The key to successful training is very much dependent on being able to  identify a suitable reinforcer.  What functions as a reinforcer varies widely from subject to subject.   With animal studies, survival makes for an universal reinforcer as the reward of living to procreate is (almost) always worth the risk.  However, humans follow a slightly different set of rules because our survival is seldom in question.  We're also unique in the animal kingdom because we can communicate and learn from others' experiences.   In a typical classroom situation, the ratio between the risk and reward takes on greater significance.  We're faced with such an overabundance of information about the world that we can't possibly learn it all.  Instead of maximizing performance on a test, the desired outcome, a common alternative is for students to minimize the risk of disappointment.   It's often much easier for a student to declare "I'm bad at math" than to go through the effort of actually trying to learn a new skill.  Rather than taking the high-risk choice of studying for the test with only a moderate payoff (a grade), these students opt for a low-risk low-payoff option by simply choosing not to care about the exam.  When looked at from a risk/reward perspective, maybe these students are better at math than they're willing to admit.

The solution, as I discovered through #mathchat, is to lower the risks and adjust the rewards.  I've started working on making my courses more forgiving to mistakes and acknowledging them as an integral part of the learning process.  I've started working on increasing the amount of social interaction I have with students and trying to be a better coach during the learning process.  There's no denying that I still have much to learn as a teacher, but thanks to #mathchat I have a clearer idea of how to move forward.  For me to progress as a teacher, I need to more comfortable taking risks.  It's far too easy to fall into habit teaching the same class the same way, over and over.  I need to do a better job of adapting to different audiences and trying new things in my classes.  Fortunately, there's a never ending stream of new ideas on Twitter that I'm exposed to on a regular basis thanks to my "Personal Learning Network".
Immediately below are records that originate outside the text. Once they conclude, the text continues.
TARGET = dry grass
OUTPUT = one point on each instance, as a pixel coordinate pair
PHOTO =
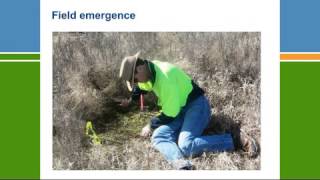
(86, 65)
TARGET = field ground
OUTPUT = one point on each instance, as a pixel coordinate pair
(85, 69)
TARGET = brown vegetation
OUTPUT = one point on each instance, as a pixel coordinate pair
(85, 79)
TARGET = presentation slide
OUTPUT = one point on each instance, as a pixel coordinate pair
(149, 89)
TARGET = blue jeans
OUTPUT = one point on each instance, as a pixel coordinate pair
(183, 136)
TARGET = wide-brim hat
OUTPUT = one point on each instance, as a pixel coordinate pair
(127, 68)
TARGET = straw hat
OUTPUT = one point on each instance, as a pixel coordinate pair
(127, 68)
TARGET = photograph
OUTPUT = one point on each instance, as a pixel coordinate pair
(156, 100)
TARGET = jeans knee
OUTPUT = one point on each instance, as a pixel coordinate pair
(185, 147)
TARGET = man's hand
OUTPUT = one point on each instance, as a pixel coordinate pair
(146, 131)
(125, 102)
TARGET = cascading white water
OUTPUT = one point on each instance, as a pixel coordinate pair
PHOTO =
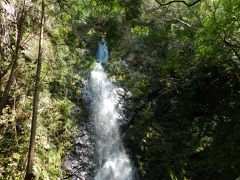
(114, 163)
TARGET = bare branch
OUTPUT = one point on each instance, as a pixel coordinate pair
(178, 1)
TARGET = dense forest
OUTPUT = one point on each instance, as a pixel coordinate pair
(178, 61)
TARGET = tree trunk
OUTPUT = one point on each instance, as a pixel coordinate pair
(15, 58)
(29, 173)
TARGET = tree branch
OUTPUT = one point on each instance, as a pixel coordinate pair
(178, 1)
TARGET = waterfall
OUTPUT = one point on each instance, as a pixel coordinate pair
(112, 161)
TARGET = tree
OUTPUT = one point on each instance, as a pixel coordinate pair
(29, 173)
(14, 63)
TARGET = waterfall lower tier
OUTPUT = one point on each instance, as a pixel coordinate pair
(113, 162)
(99, 153)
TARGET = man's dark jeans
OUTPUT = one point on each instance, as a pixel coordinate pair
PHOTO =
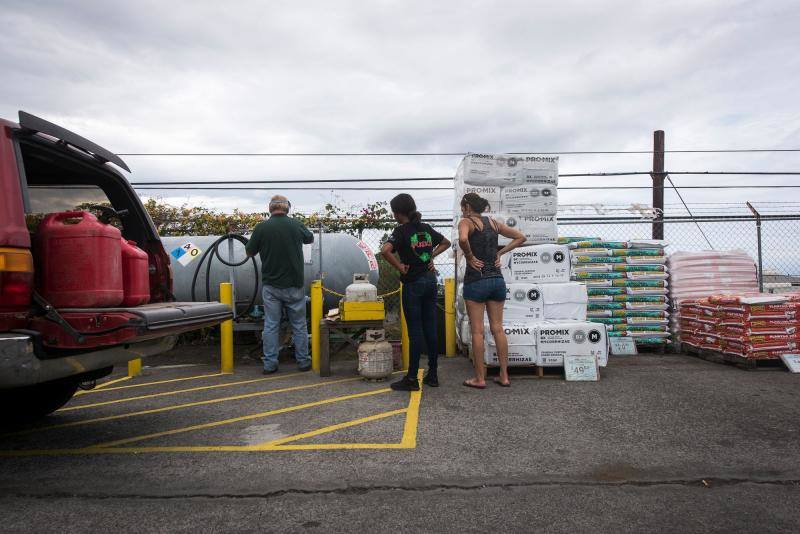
(419, 308)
I feel it's a crucial time for me to be sharing this perspective on the role of risk in learning.  There seems to be a rapidly growing gap between teachers and politicians on the direction of educational policies.  There's a political culture in the US that is obsessed with assessment. Policies like Race-to-the-Top and No Child Left Behind emphasize standardized testing and value-added measures over the quality of interpersonal relations.  The problem with these assessment methods is that they don't take the inherent risks of learning into consideration.  Risk is notoriously difficult to measure and it doesn't fit nicely into the kinds of equations being used to distribute funding to schools.

There was recently a backlash of (Badass) teachers on Twitter using the #EvaluateThat to post stories of how our assessment methods fail to capture the impact teachers make in the lives of their students.   Teachers are the ones that witness the risks faced by students up close.   It's our job as teachers to identify those risks and take steps to manage them so that the student can learn in a safe environment.  As the stories on #EvaluateThat show, many teachers go above and beyond expectations to help at-risk students.
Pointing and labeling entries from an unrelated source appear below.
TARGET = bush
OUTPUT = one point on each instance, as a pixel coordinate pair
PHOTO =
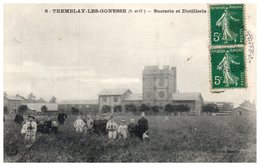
(130, 108)
(75, 110)
(44, 109)
(22, 108)
(144, 107)
(6, 110)
(106, 109)
(155, 109)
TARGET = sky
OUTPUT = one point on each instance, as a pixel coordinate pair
(75, 56)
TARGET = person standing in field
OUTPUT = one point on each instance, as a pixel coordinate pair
(48, 125)
(142, 126)
(88, 125)
(18, 118)
(54, 126)
(79, 124)
(122, 130)
(96, 125)
(131, 127)
(103, 124)
(61, 118)
(29, 129)
(111, 128)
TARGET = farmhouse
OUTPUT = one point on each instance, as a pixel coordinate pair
(11, 104)
(159, 89)
(112, 98)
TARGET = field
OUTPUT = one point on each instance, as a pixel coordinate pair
(176, 139)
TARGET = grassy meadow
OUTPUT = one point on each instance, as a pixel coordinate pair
(176, 139)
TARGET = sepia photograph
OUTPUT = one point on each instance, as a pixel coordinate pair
(134, 83)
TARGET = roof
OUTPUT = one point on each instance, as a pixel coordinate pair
(187, 96)
(243, 108)
(117, 92)
(37, 106)
(134, 97)
(78, 102)
(14, 98)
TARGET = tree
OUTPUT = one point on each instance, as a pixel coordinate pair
(22, 108)
(155, 109)
(169, 108)
(144, 108)
(53, 99)
(118, 108)
(31, 98)
(181, 108)
(6, 110)
(130, 108)
(106, 109)
(210, 108)
(44, 108)
(74, 110)
(41, 100)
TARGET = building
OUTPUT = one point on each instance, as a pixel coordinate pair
(83, 106)
(193, 100)
(245, 108)
(11, 104)
(159, 89)
(135, 99)
(112, 98)
(158, 85)
(37, 107)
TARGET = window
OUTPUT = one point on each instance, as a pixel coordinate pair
(161, 94)
(104, 99)
(115, 99)
(161, 82)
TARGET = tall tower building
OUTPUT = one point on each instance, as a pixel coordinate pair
(159, 84)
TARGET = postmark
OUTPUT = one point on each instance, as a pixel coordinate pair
(227, 25)
(228, 68)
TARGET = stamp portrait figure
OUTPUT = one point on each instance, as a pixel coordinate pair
(224, 22)
(224, 65)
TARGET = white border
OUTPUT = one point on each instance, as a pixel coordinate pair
(122, 165)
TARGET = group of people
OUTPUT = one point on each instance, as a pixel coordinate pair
(101, 126)
(111, 128)
(32, 126)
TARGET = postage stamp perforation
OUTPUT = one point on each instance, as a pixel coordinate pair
(230, 65)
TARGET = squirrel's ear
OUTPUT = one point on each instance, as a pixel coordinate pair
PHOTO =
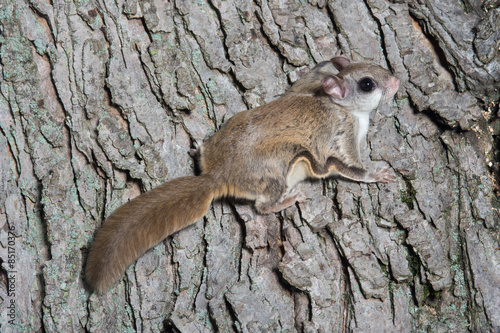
(335, 87)
(340, 62)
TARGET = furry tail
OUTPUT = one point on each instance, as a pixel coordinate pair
(142, 223)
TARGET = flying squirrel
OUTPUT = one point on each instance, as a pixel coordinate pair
(313, 131)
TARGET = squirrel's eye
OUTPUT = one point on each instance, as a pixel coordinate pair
(366, 84)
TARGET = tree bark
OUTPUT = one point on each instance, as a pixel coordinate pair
(101, 100)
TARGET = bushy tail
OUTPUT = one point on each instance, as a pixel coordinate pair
(142, 223)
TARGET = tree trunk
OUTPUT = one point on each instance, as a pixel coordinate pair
(101, 100)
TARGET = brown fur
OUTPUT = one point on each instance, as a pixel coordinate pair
(257, 155)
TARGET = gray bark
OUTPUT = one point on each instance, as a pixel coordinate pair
(101, 100)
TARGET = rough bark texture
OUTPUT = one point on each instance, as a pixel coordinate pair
(101, 100)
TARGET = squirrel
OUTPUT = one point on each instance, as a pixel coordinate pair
(313, 131)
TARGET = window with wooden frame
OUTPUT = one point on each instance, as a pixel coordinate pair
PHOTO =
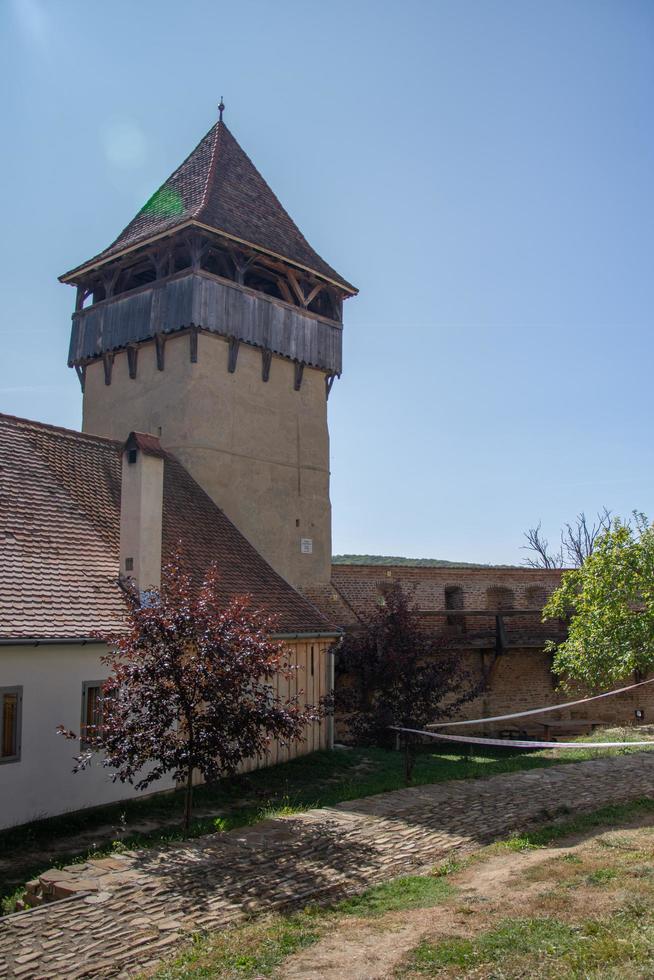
(91, 710)
(11, 699)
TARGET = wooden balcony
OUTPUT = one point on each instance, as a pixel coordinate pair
(207, 302)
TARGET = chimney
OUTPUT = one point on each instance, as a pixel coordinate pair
(141, 511)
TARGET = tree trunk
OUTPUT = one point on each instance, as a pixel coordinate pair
(408, 760)
(188, 798)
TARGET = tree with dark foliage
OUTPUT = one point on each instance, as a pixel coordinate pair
(191, 688)
(391, 672)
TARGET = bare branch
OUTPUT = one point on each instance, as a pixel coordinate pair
(578, 540)
(541, 555)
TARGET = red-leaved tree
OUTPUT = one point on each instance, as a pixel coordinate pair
(191, 688)
(392, 672)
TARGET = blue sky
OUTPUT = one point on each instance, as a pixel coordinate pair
(480, 169)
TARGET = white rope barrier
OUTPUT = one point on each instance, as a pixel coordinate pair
(515, 743)
(540, 711)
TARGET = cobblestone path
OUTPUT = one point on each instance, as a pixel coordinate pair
(133, 909)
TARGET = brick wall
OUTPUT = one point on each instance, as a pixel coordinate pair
(518, 679)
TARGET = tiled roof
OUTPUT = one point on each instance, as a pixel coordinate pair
(219, 186)
(60, 530)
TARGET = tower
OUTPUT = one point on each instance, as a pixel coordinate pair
(212, 323)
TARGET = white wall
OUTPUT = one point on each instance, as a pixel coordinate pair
(41, 783)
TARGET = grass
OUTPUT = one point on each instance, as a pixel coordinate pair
(618, 946)
(544, 945)
(316, 780)
(578, 824)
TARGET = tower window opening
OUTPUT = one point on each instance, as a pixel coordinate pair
(454, 599)
(535, 597)
(498, 598)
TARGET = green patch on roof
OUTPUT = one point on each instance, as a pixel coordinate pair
(167, 203)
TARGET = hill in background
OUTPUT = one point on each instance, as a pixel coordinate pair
(409, 562)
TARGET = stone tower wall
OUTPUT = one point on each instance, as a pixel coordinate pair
(259, 449)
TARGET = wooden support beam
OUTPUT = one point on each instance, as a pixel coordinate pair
(232, 354)
(132, 360)
(160, 348)
(109, 281)
(312, 295)
(285, 291)
(297, 289)
(108, 362)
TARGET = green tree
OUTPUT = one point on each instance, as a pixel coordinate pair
(609, 602)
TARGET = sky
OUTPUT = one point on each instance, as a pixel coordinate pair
(480, 169)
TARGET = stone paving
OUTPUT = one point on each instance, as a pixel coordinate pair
(127, 912)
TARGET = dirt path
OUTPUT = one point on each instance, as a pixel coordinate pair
(364, 949)
(500, 885)
(124, 914)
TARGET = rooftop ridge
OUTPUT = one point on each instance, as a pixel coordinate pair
(59, 429)
(218, 186)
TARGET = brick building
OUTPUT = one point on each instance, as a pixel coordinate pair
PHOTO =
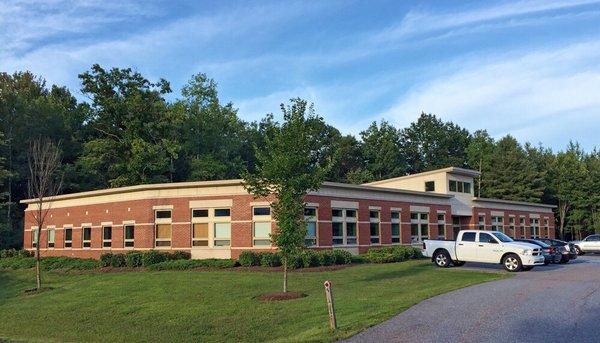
(219, 219)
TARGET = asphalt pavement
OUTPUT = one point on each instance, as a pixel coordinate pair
(555, 303)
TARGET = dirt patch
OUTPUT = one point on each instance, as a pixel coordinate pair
(280, 296)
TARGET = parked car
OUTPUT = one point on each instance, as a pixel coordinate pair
(551, 254)
(589, 244)
(567, 250)
(485, 247)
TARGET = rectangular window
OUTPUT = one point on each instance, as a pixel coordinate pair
(200, 235)
(87, 237)
(202, 213)
(222, 212)
(441, 226)
(498, 223)
(310, 218)
(34, 237)
(419, 227)
(395, 216)
(262, 211)
(106, 236)
(222, 235)
(163, 235)
(452, 186)
(429, 186)
(374, 227)
(129, 236)
(262, 233)
(51, 235)
(68, 237)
While teachers struggle to reduce risks, policy makers continue to increase them through more high-stakes exams.  At times it almost seems like politicians are deliberately trying to undermine teachers.  Maybe what we need in education policy is a shift in the vocabulary. Lets stop worrying so much about "increasing performance outcomes" and instead focus on "decreasing risk factors".  Doing so would encourage a more comprehensive approach to empowering students.  For example, there's strong statistical evidence that poverty severely hinders student success.  By addressing the risks outside of the classroom, we can enable students to take more risks inside the classroom.